Cisco Secure Firewalls provide a powerful, all-encompassing solution to address the ever-growing cybersecurity challenges faced by modern organizations. By combining advanced threat prevention, application awareness, and centralized management with real-time threat intelligence, Cisco Secure Firewalls enable organizations to protect their networks, assets, and users against both known and emerging threats. Whether deployed on-premises, in the cloud, or in hybrid environments, Cisco Secure Firewalls offer the scalability, performance, and flexibility organizations need to maintain a strong security posture in today’s dynamic threat landscape.

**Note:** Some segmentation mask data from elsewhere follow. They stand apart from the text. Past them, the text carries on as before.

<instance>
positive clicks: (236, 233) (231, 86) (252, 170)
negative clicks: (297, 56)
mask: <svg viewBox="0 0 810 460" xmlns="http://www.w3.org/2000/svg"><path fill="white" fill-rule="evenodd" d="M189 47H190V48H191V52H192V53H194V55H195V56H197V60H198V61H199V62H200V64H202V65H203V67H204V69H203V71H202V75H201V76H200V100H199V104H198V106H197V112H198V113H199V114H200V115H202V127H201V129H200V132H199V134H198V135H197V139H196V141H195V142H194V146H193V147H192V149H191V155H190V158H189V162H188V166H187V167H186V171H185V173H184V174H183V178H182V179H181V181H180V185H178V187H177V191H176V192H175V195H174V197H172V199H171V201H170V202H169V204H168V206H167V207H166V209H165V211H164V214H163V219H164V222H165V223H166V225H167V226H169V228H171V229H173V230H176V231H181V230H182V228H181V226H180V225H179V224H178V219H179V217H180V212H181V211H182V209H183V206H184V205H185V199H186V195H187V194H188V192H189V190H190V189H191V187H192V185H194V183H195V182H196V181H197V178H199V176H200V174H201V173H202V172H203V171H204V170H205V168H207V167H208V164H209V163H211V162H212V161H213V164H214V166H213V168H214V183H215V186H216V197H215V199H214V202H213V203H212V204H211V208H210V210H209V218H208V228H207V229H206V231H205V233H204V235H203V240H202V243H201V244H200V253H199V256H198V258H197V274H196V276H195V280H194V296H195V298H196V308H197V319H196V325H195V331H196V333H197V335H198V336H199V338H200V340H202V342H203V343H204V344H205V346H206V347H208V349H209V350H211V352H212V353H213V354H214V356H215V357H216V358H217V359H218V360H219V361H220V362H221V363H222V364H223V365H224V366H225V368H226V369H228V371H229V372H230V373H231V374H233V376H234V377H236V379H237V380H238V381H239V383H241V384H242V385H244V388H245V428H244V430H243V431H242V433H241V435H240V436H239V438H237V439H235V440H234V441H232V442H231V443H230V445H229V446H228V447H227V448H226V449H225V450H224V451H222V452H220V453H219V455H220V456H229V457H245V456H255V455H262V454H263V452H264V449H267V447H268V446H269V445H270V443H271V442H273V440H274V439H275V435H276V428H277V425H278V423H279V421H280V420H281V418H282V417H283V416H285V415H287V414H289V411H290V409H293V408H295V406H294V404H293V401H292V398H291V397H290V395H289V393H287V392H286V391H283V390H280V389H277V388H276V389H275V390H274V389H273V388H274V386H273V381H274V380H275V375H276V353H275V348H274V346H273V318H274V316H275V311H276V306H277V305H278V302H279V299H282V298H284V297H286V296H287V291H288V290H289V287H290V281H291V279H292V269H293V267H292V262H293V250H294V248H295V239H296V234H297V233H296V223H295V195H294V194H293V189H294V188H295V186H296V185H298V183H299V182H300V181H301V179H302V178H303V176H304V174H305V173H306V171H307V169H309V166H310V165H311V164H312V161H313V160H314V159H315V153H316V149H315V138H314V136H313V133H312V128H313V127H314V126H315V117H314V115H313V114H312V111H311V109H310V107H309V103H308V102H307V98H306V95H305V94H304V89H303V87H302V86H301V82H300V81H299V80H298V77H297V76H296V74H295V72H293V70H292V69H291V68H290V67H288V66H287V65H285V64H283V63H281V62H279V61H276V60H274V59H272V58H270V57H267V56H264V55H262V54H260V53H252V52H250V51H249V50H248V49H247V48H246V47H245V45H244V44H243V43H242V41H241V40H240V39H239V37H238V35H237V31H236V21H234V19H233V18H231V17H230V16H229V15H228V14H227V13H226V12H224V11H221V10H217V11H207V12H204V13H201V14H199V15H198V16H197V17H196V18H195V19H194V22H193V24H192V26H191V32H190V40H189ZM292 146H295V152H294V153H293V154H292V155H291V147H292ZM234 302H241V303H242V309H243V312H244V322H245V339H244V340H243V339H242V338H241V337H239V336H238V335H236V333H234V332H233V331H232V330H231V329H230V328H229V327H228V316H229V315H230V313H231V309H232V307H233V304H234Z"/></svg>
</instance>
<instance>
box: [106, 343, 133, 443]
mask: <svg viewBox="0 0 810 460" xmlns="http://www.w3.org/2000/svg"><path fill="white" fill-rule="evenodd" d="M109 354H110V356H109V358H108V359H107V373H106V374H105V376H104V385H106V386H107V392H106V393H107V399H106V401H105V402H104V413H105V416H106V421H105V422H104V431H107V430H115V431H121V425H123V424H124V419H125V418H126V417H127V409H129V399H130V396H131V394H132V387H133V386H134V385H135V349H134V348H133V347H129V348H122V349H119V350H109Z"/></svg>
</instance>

By aligning with the NIST CSF 2.0, Cisco Secure Firewalls not only help organizations manage their cybersecurity risks but also streamline regulatory compliance and improve communication between technical teams and leadership. Their scalability, performance, and ease of management make them an asset for organizations seeking to implement the NIST CSF 2.0 effectively, whether they are just beginning their cybersecurity journey or optimizing a mature program.